The Testament of Mary - Colm Toibin

The Testament of Mary by Colm Toibin

Review by M

The Testament of Mary by Colm Toibin (Penguin). Shortlisted for the Man Booker Prize 2013The Testament of Mary is a short novella, my edition being only 104 pages. It is shortlisted for this year's Man Booker Prize and I picked it up because it was on a 4 for 3 type offer at our local bookshop. The title itself hadn't appealed to me and I was unfamiliar with Toibin's work so it wasn't at the top of my reading list. I had no idea what it was about, but, being the Booker that often doesn't matter.

The opening pages are extraordinary. A dark, menacing and increasingly brutal mood is created and there was a scene involving rabbits and a bird that I pretty much had to skip. Still, I didn't know what the story was about and it was intriguing.

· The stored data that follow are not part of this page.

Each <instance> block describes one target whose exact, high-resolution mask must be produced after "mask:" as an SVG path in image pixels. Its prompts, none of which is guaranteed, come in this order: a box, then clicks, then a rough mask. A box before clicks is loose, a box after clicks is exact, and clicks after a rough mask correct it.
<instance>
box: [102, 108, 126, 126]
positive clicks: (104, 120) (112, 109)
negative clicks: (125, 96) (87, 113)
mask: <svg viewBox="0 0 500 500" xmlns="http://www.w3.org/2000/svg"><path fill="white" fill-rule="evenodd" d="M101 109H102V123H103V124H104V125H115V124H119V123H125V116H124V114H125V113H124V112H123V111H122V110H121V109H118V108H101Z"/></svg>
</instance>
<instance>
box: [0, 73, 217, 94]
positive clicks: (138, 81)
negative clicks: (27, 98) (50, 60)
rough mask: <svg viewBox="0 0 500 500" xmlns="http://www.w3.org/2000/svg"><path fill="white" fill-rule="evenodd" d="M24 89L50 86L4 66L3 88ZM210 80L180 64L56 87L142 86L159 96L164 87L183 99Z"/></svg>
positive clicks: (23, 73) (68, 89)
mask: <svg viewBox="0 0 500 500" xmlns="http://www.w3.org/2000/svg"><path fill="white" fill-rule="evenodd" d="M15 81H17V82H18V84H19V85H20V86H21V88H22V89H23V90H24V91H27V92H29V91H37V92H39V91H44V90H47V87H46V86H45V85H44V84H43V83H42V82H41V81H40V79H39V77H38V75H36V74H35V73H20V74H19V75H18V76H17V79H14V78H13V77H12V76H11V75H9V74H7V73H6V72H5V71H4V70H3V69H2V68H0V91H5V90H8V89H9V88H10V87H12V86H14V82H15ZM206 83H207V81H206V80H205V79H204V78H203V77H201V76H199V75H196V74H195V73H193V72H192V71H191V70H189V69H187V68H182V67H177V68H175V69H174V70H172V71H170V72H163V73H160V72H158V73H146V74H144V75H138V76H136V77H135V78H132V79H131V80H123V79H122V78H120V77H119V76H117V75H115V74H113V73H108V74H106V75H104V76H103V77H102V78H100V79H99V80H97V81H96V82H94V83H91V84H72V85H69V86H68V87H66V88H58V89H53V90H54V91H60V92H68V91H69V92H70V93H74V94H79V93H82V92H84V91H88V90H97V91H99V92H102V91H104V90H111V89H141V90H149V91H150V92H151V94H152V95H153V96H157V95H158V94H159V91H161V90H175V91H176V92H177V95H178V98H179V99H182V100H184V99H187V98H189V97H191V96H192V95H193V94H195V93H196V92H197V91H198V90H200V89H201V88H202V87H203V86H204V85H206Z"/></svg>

And then it clicked. This made me smile but then my relationship to the book changed because I knew the story it was based upon. This was a story that had been shoved down my generation's throat time and time again at school. It's not a story I like.

Of course, this is a retelling and from a different perspective: the testament of a mortal woman who experiences pain, fear and love; who explains how some stories turn into slightly different legends. We were often asked to tell this story in school, though I suspect this particular telling might not have met favour with the teachers (today, and in the UK, many of them might be more accommodating).

The opening pages are exquisite and the final pages come close. I didn't feel the middle section was as strong and the characterisation of the son remains very aloof (perhaps unsurprisingly). Mary's voice is strong, whereas perhaps once it was weak, and it is noteworthy how the book feels contemporary yet still recreates an image of a time and society from long, long ago. Overall, I felt it was a bit too drawn out for a character portrait but not long enough to hold my overwhelming interest as a story. I feel slightly ambivalent to it overall and it wouldn't be my choice for this year's winner (though I've only read two on the shortlist).

I would recommend it to other readers though, partly for what it's about, because its short length makes it a quick read and the writing is good. It is a very accessible novella and suitable for all ages.

Publication details: Penguin, 2012, London, paperback
This copy: mine

If you like suprises when you read a story, do not read on......

The story: Yes, it is the testament of Mary, recounting the time of Jesus' crucifiction: my least favourite of all the Bible stories.


  1. I knew that The Testament of Mary was a novella, but I saw the play with Fiona Shaw (yest, Harry Potter's Aunti Petunia) last winter and it was, to say the least, powerful. She made an incredible Mary, but the play didn't go its full run. It was so intense it was very hard to sit through and apparently stayed close to the novella. Fiona brought Mary to life so well, but then she does that with all her roles.

    1. Oh my goodness, Alex, I don't think I'd be able to watch it as a play! That would be very distressing. Sounds like Fiona did the novella's Mary justic though.